Les travaux peuvent donner droit à une
subvention d'un maximum de 3348 $.
7. Surestimer ses capacités en bricolage
L'achat de votre nouvelle maison vient de réveiller
en vous la fibre du rénovateur. Vous êtes
un bricoleur, vous êtes capable- c'est du
moins ce dont veulent vous convaincre certains
centres de rénovation. Fort bien. Mais
toutes les rénovations ne sont pas nécessairement
à votre portée, et certaines de
vos initiatives peuvent faire beaucoup plus de
mal que de bien. Un exemple: vous voulez poser
un ventilateur dans votre salle de bains, qui
s'en trouve cruellement dépourvue, ce qui
transforme la moindre douche en sauna. Mais plutôt
que de mener le conduit d'évacuation jusqu'à
l'extérieur de la maison, vous vous contentez
de laisser s'échapper l'air chaud humide
dans le comble. Résultat: problèmes
d'humidité et de condensation, suivis d'une
dégradation des matériaux. Ou encore,
vous remplacez le revêtement de vinyle de
la cuisine par de splendides carreaux de céramique
au fini antique, importés d'Italie. Mais
vous négligez de renforcer le sous-plancher.
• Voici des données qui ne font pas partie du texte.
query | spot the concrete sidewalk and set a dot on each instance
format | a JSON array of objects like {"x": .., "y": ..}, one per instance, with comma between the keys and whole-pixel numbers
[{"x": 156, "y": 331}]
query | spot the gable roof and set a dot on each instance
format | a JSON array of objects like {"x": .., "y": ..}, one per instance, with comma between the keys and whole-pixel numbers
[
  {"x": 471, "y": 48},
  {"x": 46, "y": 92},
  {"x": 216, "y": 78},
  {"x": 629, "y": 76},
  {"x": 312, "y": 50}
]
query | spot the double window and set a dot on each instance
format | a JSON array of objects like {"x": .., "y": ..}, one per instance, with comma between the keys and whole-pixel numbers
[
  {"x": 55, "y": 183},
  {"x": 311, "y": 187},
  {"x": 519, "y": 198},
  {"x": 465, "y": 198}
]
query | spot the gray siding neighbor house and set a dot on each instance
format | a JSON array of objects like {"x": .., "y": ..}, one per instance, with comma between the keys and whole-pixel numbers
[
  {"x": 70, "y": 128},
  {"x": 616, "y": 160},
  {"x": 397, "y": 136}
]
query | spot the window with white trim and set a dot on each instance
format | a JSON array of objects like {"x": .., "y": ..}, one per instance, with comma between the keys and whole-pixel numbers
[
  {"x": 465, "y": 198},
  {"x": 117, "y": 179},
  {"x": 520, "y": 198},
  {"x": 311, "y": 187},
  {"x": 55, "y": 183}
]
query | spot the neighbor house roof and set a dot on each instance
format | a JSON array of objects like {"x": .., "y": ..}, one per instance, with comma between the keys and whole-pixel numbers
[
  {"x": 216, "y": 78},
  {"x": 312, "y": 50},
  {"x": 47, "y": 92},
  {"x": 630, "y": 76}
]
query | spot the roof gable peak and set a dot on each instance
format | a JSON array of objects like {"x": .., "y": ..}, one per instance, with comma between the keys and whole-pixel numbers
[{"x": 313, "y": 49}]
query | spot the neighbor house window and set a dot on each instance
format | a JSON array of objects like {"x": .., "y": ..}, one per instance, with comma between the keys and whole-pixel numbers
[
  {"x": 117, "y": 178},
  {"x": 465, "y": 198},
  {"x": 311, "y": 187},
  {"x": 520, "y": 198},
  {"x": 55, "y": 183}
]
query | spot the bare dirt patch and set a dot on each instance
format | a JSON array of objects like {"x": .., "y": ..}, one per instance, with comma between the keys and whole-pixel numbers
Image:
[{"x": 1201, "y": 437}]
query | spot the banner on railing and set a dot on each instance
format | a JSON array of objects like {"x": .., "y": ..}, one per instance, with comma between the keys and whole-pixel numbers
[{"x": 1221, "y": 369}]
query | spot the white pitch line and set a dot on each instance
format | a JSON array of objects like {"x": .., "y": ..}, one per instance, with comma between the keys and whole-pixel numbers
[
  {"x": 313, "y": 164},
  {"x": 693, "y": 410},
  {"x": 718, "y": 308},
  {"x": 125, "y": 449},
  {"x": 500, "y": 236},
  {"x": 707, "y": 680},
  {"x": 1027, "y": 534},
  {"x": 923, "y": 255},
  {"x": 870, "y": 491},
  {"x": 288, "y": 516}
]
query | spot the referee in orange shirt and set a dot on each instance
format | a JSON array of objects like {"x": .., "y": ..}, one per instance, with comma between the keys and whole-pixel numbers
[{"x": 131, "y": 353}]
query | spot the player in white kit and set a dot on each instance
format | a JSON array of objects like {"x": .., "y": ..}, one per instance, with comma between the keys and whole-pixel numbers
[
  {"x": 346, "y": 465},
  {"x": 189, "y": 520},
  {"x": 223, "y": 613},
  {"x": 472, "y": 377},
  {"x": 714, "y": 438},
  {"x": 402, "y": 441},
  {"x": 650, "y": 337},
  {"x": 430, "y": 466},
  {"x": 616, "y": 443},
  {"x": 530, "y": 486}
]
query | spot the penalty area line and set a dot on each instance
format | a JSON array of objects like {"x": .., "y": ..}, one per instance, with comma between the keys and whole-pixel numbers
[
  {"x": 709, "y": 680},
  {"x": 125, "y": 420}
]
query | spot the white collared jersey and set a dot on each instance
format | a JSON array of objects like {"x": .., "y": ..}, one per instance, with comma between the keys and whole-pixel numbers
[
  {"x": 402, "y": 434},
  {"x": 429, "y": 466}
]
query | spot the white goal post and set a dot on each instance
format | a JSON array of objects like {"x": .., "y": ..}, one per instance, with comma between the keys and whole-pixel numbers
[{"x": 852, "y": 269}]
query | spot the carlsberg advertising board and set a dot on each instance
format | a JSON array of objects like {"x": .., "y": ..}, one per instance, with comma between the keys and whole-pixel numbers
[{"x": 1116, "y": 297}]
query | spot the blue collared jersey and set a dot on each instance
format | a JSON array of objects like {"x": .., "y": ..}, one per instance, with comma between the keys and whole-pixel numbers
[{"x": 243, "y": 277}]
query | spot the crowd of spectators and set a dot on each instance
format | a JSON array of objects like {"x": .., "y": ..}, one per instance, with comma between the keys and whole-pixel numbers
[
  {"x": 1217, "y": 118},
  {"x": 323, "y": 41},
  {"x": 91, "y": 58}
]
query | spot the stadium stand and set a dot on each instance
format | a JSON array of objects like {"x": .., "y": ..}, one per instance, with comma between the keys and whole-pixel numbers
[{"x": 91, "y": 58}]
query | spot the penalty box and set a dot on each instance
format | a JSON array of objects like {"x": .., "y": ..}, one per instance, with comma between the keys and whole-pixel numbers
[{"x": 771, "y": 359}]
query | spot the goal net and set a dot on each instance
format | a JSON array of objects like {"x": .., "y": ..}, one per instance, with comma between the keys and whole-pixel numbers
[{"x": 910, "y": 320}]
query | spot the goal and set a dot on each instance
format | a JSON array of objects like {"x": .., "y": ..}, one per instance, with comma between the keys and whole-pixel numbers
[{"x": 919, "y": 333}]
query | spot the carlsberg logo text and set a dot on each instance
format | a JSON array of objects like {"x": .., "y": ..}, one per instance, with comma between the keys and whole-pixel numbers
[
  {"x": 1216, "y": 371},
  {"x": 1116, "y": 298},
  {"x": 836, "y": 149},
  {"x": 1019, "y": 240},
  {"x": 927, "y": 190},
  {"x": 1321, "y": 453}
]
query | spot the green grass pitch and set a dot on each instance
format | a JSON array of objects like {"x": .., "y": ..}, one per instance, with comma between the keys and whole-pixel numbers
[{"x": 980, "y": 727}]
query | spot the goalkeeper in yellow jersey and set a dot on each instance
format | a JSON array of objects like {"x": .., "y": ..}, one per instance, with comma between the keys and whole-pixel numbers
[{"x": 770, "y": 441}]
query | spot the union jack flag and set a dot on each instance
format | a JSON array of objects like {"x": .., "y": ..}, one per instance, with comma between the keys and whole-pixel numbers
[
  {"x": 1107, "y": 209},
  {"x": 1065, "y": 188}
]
Avant longtemps, des fissures ajouteront à
l'authenticité de votre fini antique. Ne
présumez pas de vos capacités. Progressez
par étape, à partir de travaux simples
et faciles. Consultez des professionnels et assurez-vous
que la documentation est précise, à
jour, et qu'elle respecte les codes de construction.
En cas de doute, confiez les travaux à
un expert.
8. Dépenser la réserve pour les
taxes
Vous flambez en meubles et en décoration
tout l'argent que vous aviez mis de côté
pour les taxes foncières et scolaires,
ainsi que pour les droits de mutation. Ces montants
sont prévus au budget, mais la nature humaine
est ainsi faite qu'on préfère oublier
leur échéance et parer au plus pressé.
Inévitablement, les municipalités
nous rappelleront à l'ordre en ajoutant
des intérêts pour stimuler notre
attention. Où trouver l'argent nécessaire?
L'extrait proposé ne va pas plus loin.